Oil slides 5% on Iran deal optimism ahead of Warsh's first FOMC meeting
In brief
- WTI crude fell 5% to $80/barrel this week on US-Iran agreement optimism
- Strait of Hormuz normalization could increase global oil and LNG supply by 20%
- Lower oil prices reduce inflation fears and boost risk asset appetite including crypto
- Fed Chair Kevin Warsh holds first FOMC meeting June 17-18 with 97% expecting no rate change
- Diplomatic progress sustainability remains key uncertainty for sustained oil supply increases
Geopolitical risk unwind
West Texas Intermediate crude fell approximately 5% to around $80 per barrel this week, dragged lower by growing optimism that a preliminary US-Iran agreement could normalize oil flows through the Strait of Hormuz. The waterway is responsible for roughly 20% of global oil and LNG supply.
The scale of the move matters. Oil prices had previously been pushed well above the $110 to $120 range due to escalating conflict concerns. That means the roughly $30-$40 per barrel decline from recent peaks represents a massive unwind of geopolitical risk premium.
"Diplomatic progress between Washington and Tehran is replacing fear with something markets hadn't felt in a while: cautious optimism." — Crypto Briefing
Inflation, rates, and risk appetite
Lower oil prices reduce inflation fears. Reduced inflation fears lower the probability of rate hikes. Lower rate hike probability increases appetite for risk assets.
That matters for crypto.
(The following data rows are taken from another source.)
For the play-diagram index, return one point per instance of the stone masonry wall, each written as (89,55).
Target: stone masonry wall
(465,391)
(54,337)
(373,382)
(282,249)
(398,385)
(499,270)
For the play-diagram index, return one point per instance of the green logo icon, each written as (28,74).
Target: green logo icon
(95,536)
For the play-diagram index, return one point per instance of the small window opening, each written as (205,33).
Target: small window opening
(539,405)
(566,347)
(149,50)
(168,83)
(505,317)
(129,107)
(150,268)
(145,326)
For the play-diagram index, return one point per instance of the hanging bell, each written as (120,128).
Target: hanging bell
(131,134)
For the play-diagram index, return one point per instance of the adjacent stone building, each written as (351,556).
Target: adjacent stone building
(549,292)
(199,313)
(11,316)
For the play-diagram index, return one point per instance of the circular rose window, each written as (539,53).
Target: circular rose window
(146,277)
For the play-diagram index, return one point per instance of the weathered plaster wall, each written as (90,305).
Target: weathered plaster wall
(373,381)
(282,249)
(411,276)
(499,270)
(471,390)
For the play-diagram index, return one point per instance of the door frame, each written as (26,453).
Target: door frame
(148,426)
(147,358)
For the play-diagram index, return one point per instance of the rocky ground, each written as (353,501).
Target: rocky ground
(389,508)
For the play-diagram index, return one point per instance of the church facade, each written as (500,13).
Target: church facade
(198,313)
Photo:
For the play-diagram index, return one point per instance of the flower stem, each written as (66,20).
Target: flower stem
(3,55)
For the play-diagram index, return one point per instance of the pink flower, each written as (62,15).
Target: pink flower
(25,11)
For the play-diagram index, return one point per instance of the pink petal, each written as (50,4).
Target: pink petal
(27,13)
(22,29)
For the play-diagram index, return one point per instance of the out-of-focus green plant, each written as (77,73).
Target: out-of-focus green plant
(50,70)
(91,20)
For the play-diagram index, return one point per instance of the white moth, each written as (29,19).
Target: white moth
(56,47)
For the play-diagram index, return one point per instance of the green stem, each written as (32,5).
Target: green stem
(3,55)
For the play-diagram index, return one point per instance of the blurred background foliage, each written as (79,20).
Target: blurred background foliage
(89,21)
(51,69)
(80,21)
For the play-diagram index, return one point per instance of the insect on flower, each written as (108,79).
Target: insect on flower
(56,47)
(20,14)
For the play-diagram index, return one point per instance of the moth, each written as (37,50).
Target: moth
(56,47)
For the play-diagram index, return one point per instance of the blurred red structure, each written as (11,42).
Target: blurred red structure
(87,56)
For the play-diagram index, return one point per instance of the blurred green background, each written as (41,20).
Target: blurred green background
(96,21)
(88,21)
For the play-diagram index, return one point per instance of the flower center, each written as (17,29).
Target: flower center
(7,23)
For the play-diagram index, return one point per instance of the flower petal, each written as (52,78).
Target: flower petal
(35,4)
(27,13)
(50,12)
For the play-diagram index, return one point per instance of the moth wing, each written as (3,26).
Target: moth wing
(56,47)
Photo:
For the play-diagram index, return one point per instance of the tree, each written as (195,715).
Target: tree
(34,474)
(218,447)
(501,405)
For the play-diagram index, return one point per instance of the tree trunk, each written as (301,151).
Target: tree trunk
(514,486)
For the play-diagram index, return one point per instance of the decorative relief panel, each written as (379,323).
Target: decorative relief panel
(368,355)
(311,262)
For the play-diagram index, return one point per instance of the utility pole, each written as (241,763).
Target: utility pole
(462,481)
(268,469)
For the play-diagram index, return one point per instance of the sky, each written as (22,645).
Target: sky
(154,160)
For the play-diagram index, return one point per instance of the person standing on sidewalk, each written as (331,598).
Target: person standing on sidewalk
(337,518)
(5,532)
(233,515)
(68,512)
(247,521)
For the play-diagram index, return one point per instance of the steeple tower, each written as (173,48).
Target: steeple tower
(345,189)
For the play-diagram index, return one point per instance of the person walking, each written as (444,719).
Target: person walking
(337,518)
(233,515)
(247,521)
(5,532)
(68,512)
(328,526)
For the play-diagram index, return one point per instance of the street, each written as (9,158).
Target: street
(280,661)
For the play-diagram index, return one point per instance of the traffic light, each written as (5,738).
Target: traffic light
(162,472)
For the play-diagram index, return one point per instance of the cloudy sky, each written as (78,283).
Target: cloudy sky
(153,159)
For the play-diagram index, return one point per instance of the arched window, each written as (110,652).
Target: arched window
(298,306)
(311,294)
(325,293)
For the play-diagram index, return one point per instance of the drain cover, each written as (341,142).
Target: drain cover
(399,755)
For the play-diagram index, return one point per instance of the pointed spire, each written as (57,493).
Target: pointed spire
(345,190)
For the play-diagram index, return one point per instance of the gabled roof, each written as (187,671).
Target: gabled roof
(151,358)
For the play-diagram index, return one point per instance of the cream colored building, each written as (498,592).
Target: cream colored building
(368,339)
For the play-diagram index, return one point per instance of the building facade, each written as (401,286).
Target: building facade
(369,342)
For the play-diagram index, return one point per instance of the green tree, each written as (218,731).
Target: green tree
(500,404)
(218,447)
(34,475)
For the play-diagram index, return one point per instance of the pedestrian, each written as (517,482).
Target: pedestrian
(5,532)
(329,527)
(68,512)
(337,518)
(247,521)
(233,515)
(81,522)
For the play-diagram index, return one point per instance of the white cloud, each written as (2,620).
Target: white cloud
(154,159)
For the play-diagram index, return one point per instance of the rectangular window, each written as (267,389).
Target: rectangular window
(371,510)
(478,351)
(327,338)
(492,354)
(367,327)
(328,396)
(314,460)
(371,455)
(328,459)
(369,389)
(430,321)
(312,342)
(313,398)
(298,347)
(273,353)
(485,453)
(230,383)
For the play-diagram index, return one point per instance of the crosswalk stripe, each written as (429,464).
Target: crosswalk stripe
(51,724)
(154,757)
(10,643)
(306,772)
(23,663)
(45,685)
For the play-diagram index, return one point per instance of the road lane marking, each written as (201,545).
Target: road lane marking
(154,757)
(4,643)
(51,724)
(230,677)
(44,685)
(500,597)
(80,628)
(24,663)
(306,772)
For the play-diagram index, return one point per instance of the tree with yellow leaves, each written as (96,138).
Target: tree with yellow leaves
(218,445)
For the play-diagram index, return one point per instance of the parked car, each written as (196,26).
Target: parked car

Bitcoin and broader digital assets have historically responded to shifts in macroeconomic sentiment, particularly involving inflation expectations and liquidity conditions. The timing is notable: Kevin Warsh, the newly installed Federal Reserve Chair, is set to preside over his first Federal Open Market Committee meeting on June 17-18, 2026. Approximately 97% of traders are pricing in no rate change at that meeting.
The uncertainty ahead
Don't assume the trend holds. The key variable to watch is whether the US-Iran diplomatic progress translates into actual, sustained increases in oil supply. If negotiations stall or collapse, crude could snap back toward triple digits.
Until that clarity arrives, markets are pricing in the softer scenario: lower energy costs, lower inflation expectations, and higher risk appetite. It's a macro tailwind for growth assets. But it rests on a diplomatic outcome that remains fragile.